David France wrote and directed this documentary. It is a look at two coalitions – Act Up and TAG – and their fight against the lack of attention being paid to the plague that is AIDS. It follows Act Up and TAG through the years as they and their members tried to educate people around the world about how large an effect that AIDS was having on the young population. The leaders of the two groups had to fight long and hard against ignorance and the government. No one seemed to want to see this as a serious issue that was killing a lot of people. These ordinary people had to attempt to do extraordinary things in order to achieve what they wanted.
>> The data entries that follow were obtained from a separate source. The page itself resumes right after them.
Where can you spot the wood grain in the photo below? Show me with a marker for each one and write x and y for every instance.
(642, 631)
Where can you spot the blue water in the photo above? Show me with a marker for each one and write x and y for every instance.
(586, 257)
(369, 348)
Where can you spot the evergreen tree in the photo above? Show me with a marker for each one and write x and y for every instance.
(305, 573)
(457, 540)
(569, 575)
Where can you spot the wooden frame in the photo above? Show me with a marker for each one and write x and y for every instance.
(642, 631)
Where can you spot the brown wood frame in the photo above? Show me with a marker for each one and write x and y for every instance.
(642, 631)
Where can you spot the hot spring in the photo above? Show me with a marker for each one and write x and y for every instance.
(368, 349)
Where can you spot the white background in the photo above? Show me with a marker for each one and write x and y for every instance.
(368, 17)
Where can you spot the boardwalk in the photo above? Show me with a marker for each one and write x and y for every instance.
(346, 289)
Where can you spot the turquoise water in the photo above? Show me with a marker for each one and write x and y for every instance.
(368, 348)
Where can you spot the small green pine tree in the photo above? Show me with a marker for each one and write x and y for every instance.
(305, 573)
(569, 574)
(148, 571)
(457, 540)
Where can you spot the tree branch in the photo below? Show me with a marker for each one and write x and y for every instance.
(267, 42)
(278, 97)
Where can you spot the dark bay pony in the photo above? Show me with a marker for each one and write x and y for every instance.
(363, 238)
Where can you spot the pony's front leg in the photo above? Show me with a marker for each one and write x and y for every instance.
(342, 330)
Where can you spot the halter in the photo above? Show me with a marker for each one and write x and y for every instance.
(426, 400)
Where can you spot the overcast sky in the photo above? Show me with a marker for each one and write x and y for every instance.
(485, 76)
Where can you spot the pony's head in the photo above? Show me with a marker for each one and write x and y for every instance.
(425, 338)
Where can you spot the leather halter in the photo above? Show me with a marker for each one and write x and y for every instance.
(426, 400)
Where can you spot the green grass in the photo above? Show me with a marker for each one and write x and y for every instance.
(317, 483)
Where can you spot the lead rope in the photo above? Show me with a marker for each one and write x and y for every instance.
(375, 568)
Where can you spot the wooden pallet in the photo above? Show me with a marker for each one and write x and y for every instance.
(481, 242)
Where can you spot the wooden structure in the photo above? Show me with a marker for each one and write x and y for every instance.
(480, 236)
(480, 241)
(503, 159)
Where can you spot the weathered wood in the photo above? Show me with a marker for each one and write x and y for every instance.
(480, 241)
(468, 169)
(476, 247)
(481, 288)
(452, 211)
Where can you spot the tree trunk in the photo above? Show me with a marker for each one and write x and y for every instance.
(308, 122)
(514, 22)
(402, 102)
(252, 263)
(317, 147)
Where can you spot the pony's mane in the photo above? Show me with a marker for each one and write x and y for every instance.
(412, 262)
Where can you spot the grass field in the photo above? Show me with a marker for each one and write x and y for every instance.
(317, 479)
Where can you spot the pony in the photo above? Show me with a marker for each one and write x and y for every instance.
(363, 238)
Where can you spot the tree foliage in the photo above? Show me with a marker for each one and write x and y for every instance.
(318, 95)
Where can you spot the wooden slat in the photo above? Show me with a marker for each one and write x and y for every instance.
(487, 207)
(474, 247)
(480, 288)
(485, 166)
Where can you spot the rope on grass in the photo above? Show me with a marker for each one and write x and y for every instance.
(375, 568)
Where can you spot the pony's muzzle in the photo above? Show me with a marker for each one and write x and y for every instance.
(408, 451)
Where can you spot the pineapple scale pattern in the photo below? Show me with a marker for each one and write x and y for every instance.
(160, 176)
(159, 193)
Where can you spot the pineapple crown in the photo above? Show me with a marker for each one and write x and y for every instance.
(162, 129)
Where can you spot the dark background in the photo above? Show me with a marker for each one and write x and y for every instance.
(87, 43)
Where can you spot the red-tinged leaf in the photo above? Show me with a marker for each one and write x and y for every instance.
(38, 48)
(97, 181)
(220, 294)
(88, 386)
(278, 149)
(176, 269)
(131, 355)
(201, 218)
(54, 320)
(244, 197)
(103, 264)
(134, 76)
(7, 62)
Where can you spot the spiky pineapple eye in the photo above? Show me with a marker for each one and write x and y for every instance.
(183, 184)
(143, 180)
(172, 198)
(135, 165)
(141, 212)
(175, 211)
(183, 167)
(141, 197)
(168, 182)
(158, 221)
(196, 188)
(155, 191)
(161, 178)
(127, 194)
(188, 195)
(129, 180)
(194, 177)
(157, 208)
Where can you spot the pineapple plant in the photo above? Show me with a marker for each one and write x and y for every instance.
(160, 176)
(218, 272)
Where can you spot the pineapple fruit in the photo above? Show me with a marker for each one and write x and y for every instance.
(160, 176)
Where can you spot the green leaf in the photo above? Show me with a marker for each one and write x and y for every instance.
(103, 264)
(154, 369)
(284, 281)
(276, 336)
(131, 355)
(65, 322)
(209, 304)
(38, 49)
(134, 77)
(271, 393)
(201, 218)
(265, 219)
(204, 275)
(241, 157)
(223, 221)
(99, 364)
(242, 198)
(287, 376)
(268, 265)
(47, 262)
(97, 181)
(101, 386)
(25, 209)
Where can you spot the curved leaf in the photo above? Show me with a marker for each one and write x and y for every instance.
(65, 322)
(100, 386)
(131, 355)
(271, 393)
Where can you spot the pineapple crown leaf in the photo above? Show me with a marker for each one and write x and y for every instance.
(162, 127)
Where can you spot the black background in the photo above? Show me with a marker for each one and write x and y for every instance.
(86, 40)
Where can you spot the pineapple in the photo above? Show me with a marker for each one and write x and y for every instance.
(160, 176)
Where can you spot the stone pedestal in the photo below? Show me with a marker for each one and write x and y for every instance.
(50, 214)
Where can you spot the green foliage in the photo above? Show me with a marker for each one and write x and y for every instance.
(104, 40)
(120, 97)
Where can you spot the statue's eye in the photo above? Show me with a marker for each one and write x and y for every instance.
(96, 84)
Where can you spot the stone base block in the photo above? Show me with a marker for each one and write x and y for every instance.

In the 1980s the AIDS epidemic was killing a ton of people. In the late 1980s Act Up began and Treatment Action Group (TAG) splintered off from it. The two groups had to fight against prejudice of the many who thought of this as something that only affected the gay community. They began grassroots efforts and education endeavours. Their efforts brought about radical changes in the way the disease was seen and dealt with including the way the patients and medical practitioners interacted.
France uses interviews, home movies and archival footage to tell the story. The amount of information and new stuff contained in the film is almost overwhelming. For instance, the contribution of the lesbian community in the fight is documented for almost the first time. It also affords the viewer a sense of intimacy with the subject and those involved not previously possible. This is possible because David France was one of the original journalists covering the story and he was obviously very caught up in it. You end up feeling so close to the activists and those struck down with the disease that you find yourself totally caught up in what is going on. Your heart breaks at the suffering, you are angry at the ignorance and lack of action, and you cheer the developments.